Two Firms Join Council To Link Schools To 'Learning Network'
The Council of the Great City Schools, in partnership with a national telecommunications corporation and a California-based software company, has launched a pilot program to provide urban schools with connections to the "information highway.''
The group announced last month that it will interconnect three pilot sites in St. Louis, Nashville, and Portland, Ore., through its new National Urban Learning Network.
The network will enable schools to engage in distance-learning projects, conduct teleconferences, and obtain video programming.
After the pilot phase is completed, Detroit, San Diego, Baltimore, and Boston will be added to the network, officials said.
Joining the council in the project is the MCI Foundation, the philanthropic arm of the Washington-based telecommunications company, which has pledged to contribute $100,000 and technical and logistical support.

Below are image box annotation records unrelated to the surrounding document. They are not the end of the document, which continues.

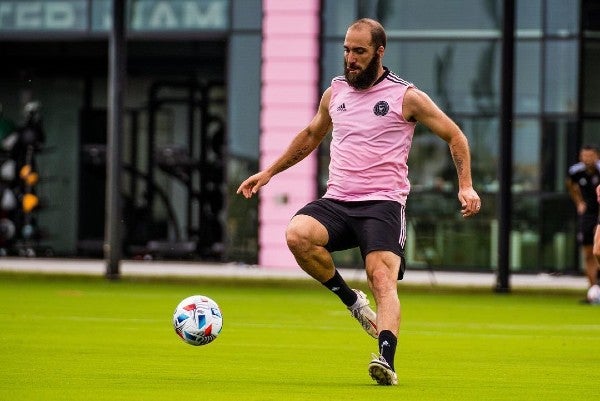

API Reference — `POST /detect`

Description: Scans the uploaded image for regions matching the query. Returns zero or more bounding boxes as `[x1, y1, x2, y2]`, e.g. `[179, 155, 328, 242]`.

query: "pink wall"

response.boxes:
[258, 0, 320, 268]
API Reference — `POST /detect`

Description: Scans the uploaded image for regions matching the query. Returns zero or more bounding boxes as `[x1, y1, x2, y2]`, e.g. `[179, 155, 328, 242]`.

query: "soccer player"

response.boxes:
[567, 145, 600, 298]
[237, 19, 481, 385]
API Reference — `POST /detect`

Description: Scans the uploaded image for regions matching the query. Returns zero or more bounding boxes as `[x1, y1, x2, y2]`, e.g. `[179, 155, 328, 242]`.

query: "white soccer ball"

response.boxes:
[587, 284, 600, 304]
[173, 295, 223, 345]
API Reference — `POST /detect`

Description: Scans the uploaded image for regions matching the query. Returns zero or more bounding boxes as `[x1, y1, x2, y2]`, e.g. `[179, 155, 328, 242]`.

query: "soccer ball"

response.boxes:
[173, 295, 223, 346]
[587, 284, 600, 304]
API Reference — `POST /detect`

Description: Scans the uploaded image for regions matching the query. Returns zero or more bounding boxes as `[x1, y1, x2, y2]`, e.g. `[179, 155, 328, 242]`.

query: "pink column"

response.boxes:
[259, 0, 320, 268]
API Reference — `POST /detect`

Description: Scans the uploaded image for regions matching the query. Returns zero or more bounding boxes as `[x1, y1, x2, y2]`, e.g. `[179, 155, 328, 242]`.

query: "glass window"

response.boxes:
[515, 0, 542, 36]
[514, 41, 541, 113]
[544, 40, 578, 113]
[512, 118, 540, 192]
[546, 0, 580, 37]
[540, 118, 577, 192]
[322, 39, 500, 113]
[583, 41, 600, 113]
[356, 0, 502, 30]
[324, 0, 502, 37]
[582, 119, 600, 148]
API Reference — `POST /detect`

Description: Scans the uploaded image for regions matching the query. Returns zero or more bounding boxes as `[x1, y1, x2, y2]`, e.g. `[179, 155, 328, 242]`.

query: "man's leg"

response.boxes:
[581, 245, 598, 287]
[286, 215, 377, 338]
[365, 251, 401, 385]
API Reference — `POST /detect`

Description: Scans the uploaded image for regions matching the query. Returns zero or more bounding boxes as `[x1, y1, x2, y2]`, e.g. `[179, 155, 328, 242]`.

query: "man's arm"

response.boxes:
[567, 177, 587, 214]
[237, 88, 331, 198]
[402, 88, 481, 217]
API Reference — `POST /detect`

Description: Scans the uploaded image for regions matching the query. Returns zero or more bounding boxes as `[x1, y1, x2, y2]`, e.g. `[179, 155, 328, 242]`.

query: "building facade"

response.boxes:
[0, 0, 600, 272]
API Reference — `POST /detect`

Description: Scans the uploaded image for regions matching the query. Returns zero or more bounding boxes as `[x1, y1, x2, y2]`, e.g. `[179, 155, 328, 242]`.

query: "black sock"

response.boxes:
[378, 330, 398, 371]
[323, 269, 358, 306]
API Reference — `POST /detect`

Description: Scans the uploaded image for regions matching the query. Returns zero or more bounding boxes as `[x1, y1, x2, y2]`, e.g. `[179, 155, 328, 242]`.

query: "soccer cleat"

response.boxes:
[348, 290, 377, 338]
[369, 354, 398, 386]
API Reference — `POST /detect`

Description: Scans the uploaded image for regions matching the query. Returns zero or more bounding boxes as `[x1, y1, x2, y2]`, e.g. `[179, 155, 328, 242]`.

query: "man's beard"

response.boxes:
[344, 53, 379, 89]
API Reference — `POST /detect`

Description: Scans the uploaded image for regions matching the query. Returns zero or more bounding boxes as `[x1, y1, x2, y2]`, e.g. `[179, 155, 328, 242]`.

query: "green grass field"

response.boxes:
[0, 273, 600, 401]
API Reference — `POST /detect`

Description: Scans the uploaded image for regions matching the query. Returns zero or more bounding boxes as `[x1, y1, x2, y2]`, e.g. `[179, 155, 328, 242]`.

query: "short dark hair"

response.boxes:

Total Multimedia Inc. a California software concern, will help develop the network. The company, known as T.M.M., has worked with the Hueneme school district in California to develop interactive multimedia software.
The council, which represents 50 of the nation's largest urban districts, also has applied for a $290,000 grant from the U.S. Commerce Department's National Telecommunications and Information Administration to support the project, which it hopes eventually to extend to all of its member cities.
Henry Duvall, a spokesman for the organization, said the network is designed to counter the perception that "information redlining'' by telecommunications firms will deny poor students access to data networks, and to insure that "urban schools are not neglected in any way'' in the rush to build the information highway.
Goals Panel Statement
In a related development, the National Education Goals Panel has approved a list of recommendations aimed at insuring that all students obtain access to the developing information infrastructure.
The guidelines are designed to provide policymakers in government, education, and business with assistance on such issues as licensing, regulation, and professional development of educators to make the best use of network technologies in education.